As McCall points out, as soon as a stressful thought becomes a negative habit, it’s not helping you. If you keep worrying at the same ideas and you aren’t getting anywhere, let go of them. Write them down and then visualize them leaving your head.
Get to the root of the issue. If your nervousness tends to be triggered by specific sets of circumstances — a particular activity, place, or people — it might help to create a list of five to 10 mantras for yourself. Try ones like, “I can handle this situation calmly” or “I am capable of doing this well.” Repeating those sayings can help break the cycle of nervousness. Stand in front a mirror and repeat your mantras. Adjust your body language to reflect your words. When you say “calm,” relax your shoulders, for example. Or, as you say “capable,” square your shoulders, exhale and bring your core back to your spine and stand tall.

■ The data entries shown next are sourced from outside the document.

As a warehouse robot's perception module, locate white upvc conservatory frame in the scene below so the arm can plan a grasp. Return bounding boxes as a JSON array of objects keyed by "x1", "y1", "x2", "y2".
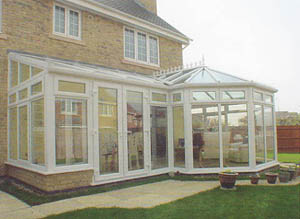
[{"x1": 7, "y1": 53, "x2": 278, "y2": 185}]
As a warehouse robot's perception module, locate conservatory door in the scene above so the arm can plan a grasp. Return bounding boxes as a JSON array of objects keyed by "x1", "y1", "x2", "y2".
[
  {"x1": 94, "y1": 84, "x2": 124, "y2": 177},
  {"x1": 123, "y1": 88, "x2": 150, "y2": 175}
]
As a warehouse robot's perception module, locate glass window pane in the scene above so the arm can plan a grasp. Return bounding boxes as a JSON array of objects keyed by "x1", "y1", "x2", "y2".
[
  {"x1": 54, "y1": 5, "x2": 65, "y2": 33},
  {"x1": 31, "y1": 99, "x2": 45, "y2": 166},
  {"x1": 150, "y1": 106, "x2": 169, "y2": 169},
  {"x1": 264, "y1": 106, "x2": 275, "y2": 162},
  {"x1": 254, "y1": 105, "x2": 265, "y2": 165},
  {"x1": 173, "y1": 93, "x2": 181, "y2": 102},
  {"x1": 222, "y1": 91, "x2": 245, "y2": 100},
  {"x1": 10, "y1": 61, "x2": 19, "y2": 87},
  {"x1": 19, "y1": 88, "x2": 28, "y2": 100},
  {"x1": 55, "y1": 98, "x2": 88, "y2": 165},
  {"x1": 98, "y1": 88, "x2": 119, "y2": 175},
  {"x1": 58, "y1": 81, "x2": 85, "y2": 94},
  {"x1": 253, "y1": 92, "x2": 263, "y2": 101},
  {"x1": 149, "y1": 37, "x2": 158, "y2": 65},
  {"x1": 265, "y1": 95, "x2": 273, "y2": 103},
  {"x1": 138, "y1": 33, "x2": 147, "y2": 62},
  {"x1": 192, "y1": 105, "x2": 220, "y2": 168},
  {"x1": 152, "y1": 93, "x2": 167, "y2": 103},
  {"x1": 222, "y1": 104, "x2": 249, "y2": 167},
  {"x1": 173, "y1": 106, "x2": 185, "y2": 168},
  {"x1": 8, "y1": 93, "x2": 17, "y2": 103},
  {"x1": 19, "y1": 106, "x2": 28, "y2": 160},
  {"x1": 20, "y1": 63, "x2": 30, "y2": 83},
  {"x1": 31, "y1": 66, "x2": 43, "y2": 77},
  {"x1": 125, "y1": 29, "x2": 135, "y2": 59},
  {"x1": 9, "y1": 107, "x2": 18, "y2": 160},
  {"x1": 127, "y1": 91, "x2": 144, "y2": 170},
  {"x1": 69, "y1": 10, "x2": 79, "y2": 37},
  {"x1": 193, "y1": 91, "x2": 216, "y2": 101},
  {"x1": 31, "y1": 81, "x2": 43, "y2": 95}
]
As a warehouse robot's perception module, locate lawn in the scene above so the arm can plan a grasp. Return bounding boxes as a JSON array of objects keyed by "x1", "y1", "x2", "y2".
[
  {"x1": 278, "y1": 153, "x2": 300, "y2": 163},
  {"x1": 48, "y1": 185, "x2": 300, "y2": 219}
]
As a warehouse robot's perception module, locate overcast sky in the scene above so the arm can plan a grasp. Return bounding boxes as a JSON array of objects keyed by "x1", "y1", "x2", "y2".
[{"x1": 157, "y1": 0, "x2": 300, "y2": 112}]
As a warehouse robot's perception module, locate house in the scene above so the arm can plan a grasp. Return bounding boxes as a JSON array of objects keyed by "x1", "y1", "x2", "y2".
[{"x1": 0, "y1": 0, "x2": 278, "y2": 192}]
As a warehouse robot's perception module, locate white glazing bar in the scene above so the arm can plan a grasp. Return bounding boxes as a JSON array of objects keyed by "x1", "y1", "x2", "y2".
[
  {"x1": 44, "y1": 73, "x2": 55, "y2": 172},
  {"x1": 248, "y1": 88, "x2": 256, "y2": 169},
  {"x1": 218, "y1": 104, "x2": 224, "y2": 169},
  {"x1": 184, "y1": 90, "x2": 193, "y2": 171}
]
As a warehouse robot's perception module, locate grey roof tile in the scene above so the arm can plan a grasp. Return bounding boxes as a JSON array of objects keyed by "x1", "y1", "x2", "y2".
[{"x1": 94, "y1": 0, "x2": 186, "y2": 37}]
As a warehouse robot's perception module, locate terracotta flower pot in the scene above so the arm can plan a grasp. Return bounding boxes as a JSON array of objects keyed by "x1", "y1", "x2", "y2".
[
  {"x1": 279, "y1": 171, "x2": 290, "y2": 183},
  {"x1": 219, "y1": 172, "x2": 239, "y2": 189},
  {"x1": 266, "y1": 173, "x2": 278, "y2": 184},
  {"x1": 250, "y1": 176, "x2": 260, "y2": 185}
]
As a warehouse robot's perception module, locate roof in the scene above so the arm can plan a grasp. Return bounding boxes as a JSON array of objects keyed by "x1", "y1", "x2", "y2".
[
  {"x1": 94, "y1": 0, "x2": 186, "y2": 37},
  {"x1": 158, "y1": 66, "x2": 249, "y2": 85}
]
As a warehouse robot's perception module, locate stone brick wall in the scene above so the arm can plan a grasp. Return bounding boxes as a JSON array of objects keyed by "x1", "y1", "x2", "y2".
[
  {"x1": 0, "y1": 0, "x2": 182, "y2": 175},
  {"x1": 7, "y1": 165, "x2": 94, "y2": 192}
]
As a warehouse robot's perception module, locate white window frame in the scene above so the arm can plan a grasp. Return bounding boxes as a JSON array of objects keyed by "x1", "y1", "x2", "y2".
[
  {"x1": 123, "y1": 26, "x2": 160, "y2": 67},
  {"x1": 0, "y1": 0, "x2": 2, "y2": 34},
  {"x1": 52, "y1": 3, "x2": 82, "y2": 40}
]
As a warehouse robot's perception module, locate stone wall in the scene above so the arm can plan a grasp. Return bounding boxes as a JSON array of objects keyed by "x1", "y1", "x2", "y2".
[{"x1": 7, "y1": 165, "x2": 94, "y2": 192}]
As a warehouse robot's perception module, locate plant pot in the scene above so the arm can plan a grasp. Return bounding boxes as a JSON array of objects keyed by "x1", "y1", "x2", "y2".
[
  {"x1": 288, "y1": 169, "x2": 297, "y2": 180},
  {"x1": 266, "y1": 173, "x2": 278, "y2": 184},
  {"x1": 219, "y1": 173, "x2": 239, "y2": 189},
  {"x1": 279, "y1": 171, "x2": 290, "y2": 183},
  {"x1": 250, "y1": 176, "x2": 260, "y2": 185}
]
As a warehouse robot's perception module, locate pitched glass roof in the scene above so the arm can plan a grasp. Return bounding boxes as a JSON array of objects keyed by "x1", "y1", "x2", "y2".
[{"x1": 157, "y1": 66, "x2": 249, "y2": 84}]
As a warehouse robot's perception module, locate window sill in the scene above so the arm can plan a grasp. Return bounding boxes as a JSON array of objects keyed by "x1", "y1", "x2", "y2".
[
  {"x1": 0, "y1": 33, "x2": 8, "y2": 40},
  {"x1": 49, "y1": 34, "x2": 86, "y2": 46},
  {"x1": 122, "y1": 59, "x2": 160, "y2": 70}
]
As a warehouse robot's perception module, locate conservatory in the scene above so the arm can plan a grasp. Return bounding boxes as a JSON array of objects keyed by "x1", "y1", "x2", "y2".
[{"x1": 7, "y1": 51, "x2": 278, "y2": 188}]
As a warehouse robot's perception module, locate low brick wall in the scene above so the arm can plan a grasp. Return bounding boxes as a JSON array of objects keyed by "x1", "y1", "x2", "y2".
[{"x1": 7, "y1": 164, "x2": 94, "y2": 192}]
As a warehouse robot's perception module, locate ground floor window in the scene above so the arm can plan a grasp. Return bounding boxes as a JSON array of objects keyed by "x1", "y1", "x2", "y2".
[
  {"x1": 55, "y1": 98, "x2": 88, "y2": 165},
  {"x1": 173, "y1": 106, "x2": 185, "y2": 167},
  {"x1": 150, "y1": 106, "x2": 169, "y2": 169}
]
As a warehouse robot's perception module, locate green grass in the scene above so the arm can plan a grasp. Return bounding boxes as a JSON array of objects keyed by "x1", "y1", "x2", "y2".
[
  {"x1": 48, "y1": 185, "x2": 300, "y2": 219},
  {"x1": 0, "y1": 175, "x2": 265, "y2": 206},
  {"x1": 278, "y1": 153, "x2": 300, "y2": 163}
]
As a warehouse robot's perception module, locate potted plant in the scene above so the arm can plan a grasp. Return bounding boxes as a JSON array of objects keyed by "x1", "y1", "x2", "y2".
[
  {"x1": 219, "y1": 170, "x2": 239, "y2": 189},
  {"x1": 250, "y1": 173, "x2": 260, "y2": 185},
  {"x1": 265, "y1": 172, "x2": 278, "y2": 184},
  {"x1": 279, "y1": 170, "x2": 290, "y2": 183}
]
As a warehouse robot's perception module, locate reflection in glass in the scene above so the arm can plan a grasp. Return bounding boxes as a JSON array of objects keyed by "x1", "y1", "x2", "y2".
[
  {"x1": 98, "y1": 88, "x2": 119, "y2": 175},
  {"x1": 254, "y1": 105, "x2": 265, "y2": 164},
  {"x1": 264, "y1": 106, "x2": 275, "y2": 162},
  {"x1": 150, "y1": 106, "x2": 168, "y2": 169},
  {"x1": 173, "y1": 106, "x2": 185, "y2": 167},
  {"x1": 19, "y1": 105, "x2": 28, "y2": 160},
  {"x1": 222, "y1": 104, "x2": 249, "y2": 167},
  {"x1": 55, "y1": 99, "x2": 88, "y2": 165},
  {"x1": 192, "y1": 105, "x2": 220, "y2": 168},
  {"x1": 31, "y1": 99, "x2": 45, "y2": 165},
  {"x1": 193, "y1": 91, "x2": 216, "y2": 101},
  {"x1": 127, "y1": 91, "x2": 144, "y2": 170}
]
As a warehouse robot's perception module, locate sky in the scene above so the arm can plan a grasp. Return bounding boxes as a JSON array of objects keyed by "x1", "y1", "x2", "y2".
[{"x1": 157, "y1": 0, "x2": 300, "y2": 112}]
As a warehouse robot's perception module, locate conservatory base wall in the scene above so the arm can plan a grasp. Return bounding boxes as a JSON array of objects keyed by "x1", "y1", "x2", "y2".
[{"x1": 6, "y1": 164, "x2": 94, "y2": 192}]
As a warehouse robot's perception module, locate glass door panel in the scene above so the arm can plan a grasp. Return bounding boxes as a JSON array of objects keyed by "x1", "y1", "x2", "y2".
[
  {"x1": 126, "y1": 91, "x2": 144, "y2": 171},
  {"x1": 98, "y1": 88, "x2": 119, "y2": 175},
  {"x1": 150, "y1": 106, "x2": 168, "y2": 170}
]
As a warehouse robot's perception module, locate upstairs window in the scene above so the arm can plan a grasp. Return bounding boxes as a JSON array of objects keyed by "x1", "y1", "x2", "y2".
[
  {"x1": 124, "y1": 28, "x2": 159, "y2": 65},
  {"x1": 54, "y1": 5, "x2": 81, "y2": 39}
]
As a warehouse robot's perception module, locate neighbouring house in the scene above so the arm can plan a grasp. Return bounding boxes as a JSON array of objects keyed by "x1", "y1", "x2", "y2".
[{"x1": 0, "y1": 0, "x2": 278, "y2": 192}]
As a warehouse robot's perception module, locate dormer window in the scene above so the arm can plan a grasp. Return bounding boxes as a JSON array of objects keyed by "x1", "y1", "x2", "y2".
[
  {"x1": 53, "y1": 4, "x2": 81, "y2": 39},
  {"x1": 124, "y1": 28, "x2": 159, "y2": 66}
]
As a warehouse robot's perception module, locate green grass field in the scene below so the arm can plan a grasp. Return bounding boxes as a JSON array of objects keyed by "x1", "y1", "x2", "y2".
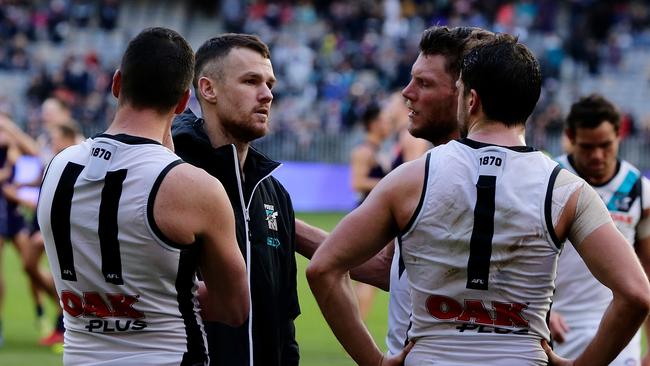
[{"x1": 0, "y1": 213, "x2": 388, "y2": 366}]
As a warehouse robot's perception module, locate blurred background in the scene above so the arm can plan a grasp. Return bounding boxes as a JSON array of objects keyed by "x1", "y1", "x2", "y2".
[{"x1": 0, "y1": 0, "x2": 650, "y2": 365}]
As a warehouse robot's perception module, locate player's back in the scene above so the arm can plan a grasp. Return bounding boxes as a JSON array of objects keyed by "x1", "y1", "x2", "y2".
[
  {"x1": 401, "y1": 139, "x2": 559, "y2": 365},
  {"x1": 38, "y1": 135, "x2": 207, "y2": 365}
]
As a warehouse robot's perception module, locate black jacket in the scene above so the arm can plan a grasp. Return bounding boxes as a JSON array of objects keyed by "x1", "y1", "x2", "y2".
[{"x1": 172, "y1": 109, "x2": 300, "y2": 366}]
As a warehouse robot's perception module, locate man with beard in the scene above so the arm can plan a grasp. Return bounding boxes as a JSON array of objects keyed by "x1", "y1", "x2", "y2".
[{"x1": 307, "y1": 34, "x2": 650, "y2": 366}]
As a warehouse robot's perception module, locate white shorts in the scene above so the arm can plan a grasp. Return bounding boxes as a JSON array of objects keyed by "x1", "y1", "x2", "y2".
[
  {"x1": 553, "y1": 328, "x2": 641, "y2": 366},
  {"x1": 404, "y1": 337, "x2": 548, "y2": 366}
]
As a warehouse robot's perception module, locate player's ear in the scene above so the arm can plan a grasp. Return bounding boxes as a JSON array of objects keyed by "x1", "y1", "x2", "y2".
[
  {"x1": 174, "y1": 89, "x2": 192, "y2": 114},
  {"x1": 564, "y1": 128, "x2": 576, "y2": 144},
  {"x1": 467, "y1": 89, "x2": 483, "y2": 114},
  {"x1": 111, "y1": 69, "x2": 122, "y2": 99},
  {"x1": 198, "y1": 76, "x2": 217, "y2": 104}
]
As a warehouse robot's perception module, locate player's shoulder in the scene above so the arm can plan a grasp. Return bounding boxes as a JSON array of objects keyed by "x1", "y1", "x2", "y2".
[{"x1": 163, "y1": 160, "x2": 223, "y2": 197}]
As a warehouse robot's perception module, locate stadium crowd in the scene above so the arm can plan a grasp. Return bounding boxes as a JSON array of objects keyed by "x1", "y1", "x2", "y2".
[
  {"x1": 0, "y1": 0, "x2": 650, "y2": 364},
  {"x1": 0, "y1": 0, "x2": 650, "y2": 146}
]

If you tend to get nervous about things in general, you may benefit from a combination of mantras and meditation. Create a visualization of yourself successfully navigating a day, a goal, or a year in your life. Explore the idea of Sankalpa (resolve). Try to virtually live in the body, the job, the future you want. So, think about how you feel as you shut off the alarm and get out of bed. See yourself reaching for the clothing you’ve always wanted to wear. Picture yourself doing your dream job. Enjoy the feeling of lifting off into an arm balance or stretching into an inversion. The next time you feel nervous, remind yourself that you are that person.
Hitting your mat also helps you find a confident, stable place. Besides yoga’s general calming effects and the benefits of any kind of exercise for your mental state, you will likely find that the empowerment of a yoga practice helps you refocus on your abilities, not your fears. In a class, you have the added the connection of the people around you—who are sharing both your nervousness and your joy!
Here are some poses to try.
Take charge. There’ s a tendency to put off things that make you nervous, or to create chaos around them. Try to resist that urge. If you have a big assignment in your work pile, tackle it first. If you’re nervous about a meeting, get there early. As you start to work on the task at hand, you will find your anxiety lessening.
Let go. As counterintuitive as it seems, sometimes it helps to envision what would happen if the thing you are nervous about doesn’t turn out the way you had hoped. How would you cope? Then, remind yourself how unlikely that worst-case scenario really is. And, also focus on what even that negative outcome would really mean.
Oftentimes, not getting the result you want can point to a need to assess your situation. Do you really want that promotion? Are you making a speech about something you really believe in? Every “performance” or new experience brings a benefit, whether new thinking or additional skills. In yogic terms, there are no mistakes — just steps in learning. Everything you do is simply part of your success in self-realization.